Teatro | Reseña de Poéticas de Gravedad
Invitación a un encuentro cercano
por Gustavo Noriega
Definida como instalación performática transdisciplinaria, “Poéticas de Gravedad” propone una experiencia inmersiva en la tradición inaugurada por la Organización Negra, en un arco que llega también a Fuerza Bruta.
El ingreso al espacio es de por sí desafiante, invadido por una luz crepuscular y un tubo inflable que habrá que atravesar -pisándolo- mientras el diseño sonoro acrecienta la expectación: curiosidad y algo de preocupación a la vez.
Los performers (Victoria Maurizi, Josefina De Castris, Abril Lukac, Gabriela Azar, Valentín Caringella, Camila Bianchi y Debon Vidal Brevis) además de invitar al público al “viaje”, intervendrán tomando un objeto lleno de aire para realizar movimientos centrífugos en una coreografía simple que puede ser imitada, acelerando y ralentizando el andar, así el público tiene la posibilidad de sumarse al conjunto.
Planteada como una experiencia efímera, es una manifestación inequívoca de arte relacional-por su tendencia a salirse de los límites, a partir de una reunificación con la vida- que sugiere la idea de una partida, de un embarcarse hacia lo desconocido, como "La Peregrinación a la Isla de Citera”, la obra rococó pintada por Jean-Antoine Watteau hace más de cuatro siglos.
La música en vivo, a cargo de Javier Bustos, en parte es producida por la intervención de linternas que afectan a transmisores, provocando distorsiones sonoras. A eso se suman los ruidos que provoca la materialidad de los objetos inflables -altamente alterables- que ocupan buena parte del espacio.
El sonido -que sostiene la tensión- es como el producido por del despegar de una aeronave.
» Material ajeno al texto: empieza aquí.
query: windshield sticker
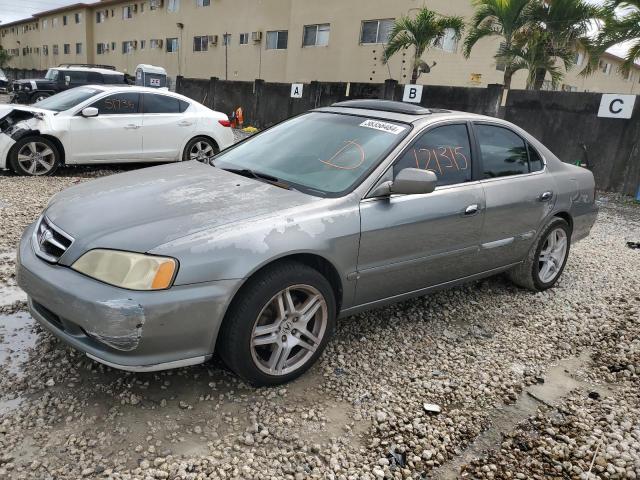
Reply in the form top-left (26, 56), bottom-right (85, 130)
top-left (320, 140), bottom-right (365, 170)
top-left (360, 120), bottom-right (405, 135)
A partir de allí, el resto es un juego sin reglas preestablecidas que precisa de la participación de la concurrencia para que se convierta en una celebración.
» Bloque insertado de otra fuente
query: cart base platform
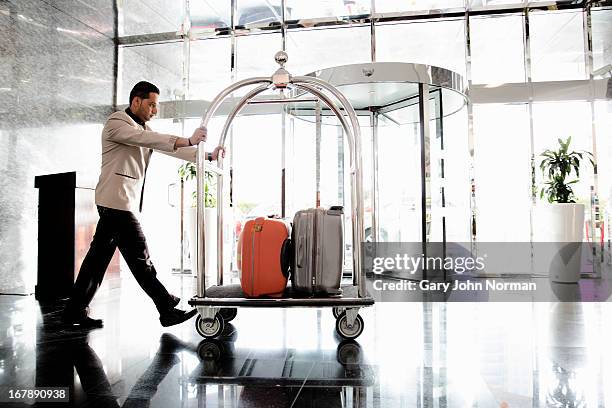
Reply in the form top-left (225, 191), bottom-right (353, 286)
top-left (188, 284), bottom-right (374, 307)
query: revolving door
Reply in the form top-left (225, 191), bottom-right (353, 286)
top-left (287, 62), bottom-right (474, 278)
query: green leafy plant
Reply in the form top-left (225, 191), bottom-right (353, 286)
top-left (540, 136), bottom-right (595, 203)
top-left (178, 162), bottom-right (217, 208)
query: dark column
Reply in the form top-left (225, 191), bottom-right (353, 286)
top-left (34, 172), bottom-right (76, 300)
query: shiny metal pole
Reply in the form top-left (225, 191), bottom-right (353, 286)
top-left (370, 112), bottom-right (378, 242)
top-left (419, 83), bottom-right (432, 279)
top-left (293, 77), bottom-right (366, 297)
top-left (196, 77), bottom-right (271, 297)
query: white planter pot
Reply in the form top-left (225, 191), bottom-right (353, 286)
top-left (185, 207), bottom-right (217, 280)
top-left (533, 203), bottom-right (584, 283)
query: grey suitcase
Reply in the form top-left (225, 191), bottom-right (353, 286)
top-left (291, 206), bottom-right (344, 296)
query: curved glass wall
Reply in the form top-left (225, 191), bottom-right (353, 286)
top-left (117, 0), bottom-right (612, 278)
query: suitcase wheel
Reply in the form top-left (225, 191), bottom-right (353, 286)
top-left (336, 312), bottom-right (364, 340)
top-left (196, 314), bottom-right (224, 339)
top-left (219, 307), bottom-right (238, 323)
top-left (332, 306), bottom-right (344, 319)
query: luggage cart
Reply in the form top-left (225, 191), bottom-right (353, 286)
top-left (189, 51), bottom-right (374, 339)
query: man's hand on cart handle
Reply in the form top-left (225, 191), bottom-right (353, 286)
top-left (208, 146), bottom-right (225, 161)
top-left (189, 126), bottom-right (208, 146)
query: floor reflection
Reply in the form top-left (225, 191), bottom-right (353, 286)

En Poéticas de Gravedad, no sólo importan los objetos, sino también la “duración”, el tiempo en que se produce el encuentro, la organización de presencia compartida, las imágenes que se crean y de alguna manera, la tribu.
La intersubjetividad forma la base: el tema de la obra es el estar-juntos y la elaboración colectiva de sentido. Se trata de una forma de recuperar y reconstruir los lazos sociales en medio de una sociedad de sujetos aislados, donde se disolvieron los límites entre la música, la danza, el teatro y las artes plásticas para engendrar una obra que produce experiencias interhumanas.
“Es una invitación a repensarnos. Estamos todos juntos en este mismo barco”, dice su director, el coreógrafo Edgardo Mercado.
FICHA TÉCNICA
Idea, puesta en escena, dirección coreográfica y general: Edgardo Mercado.
Música en vivo y diseño sonoro: Javier Bustos.
Performers: Victoria Maurizi, Josefina De Castris, Abril Lukac, Gabriela Azar, Valentín Caringella, Camila Bianchi, Debon Vidal Brevis.
Consejera en arquitectura somática y diseño de objetos inflables: Arquitecta María Auxiliadora Gálvez.
Realización de objetos inflables: María Cristina Suárez.
Consejera Científica por el Observatorio Pierre Auger y QUBIC: Beatriz García.
Consejero científico principal: Daniel de Florian.
Diseño de Iluminación: Fernando Berreta.
Entrenamiento somático: Eugenia Estevez y María Auxiliadora Gálvez.
Asistentes de dirección: Belén Válido y Daniela Billordo.
Producción artística y ejecutiva: Ianina Maglia.
Registro y edición audiovisual: Federico Pérez Gelardi.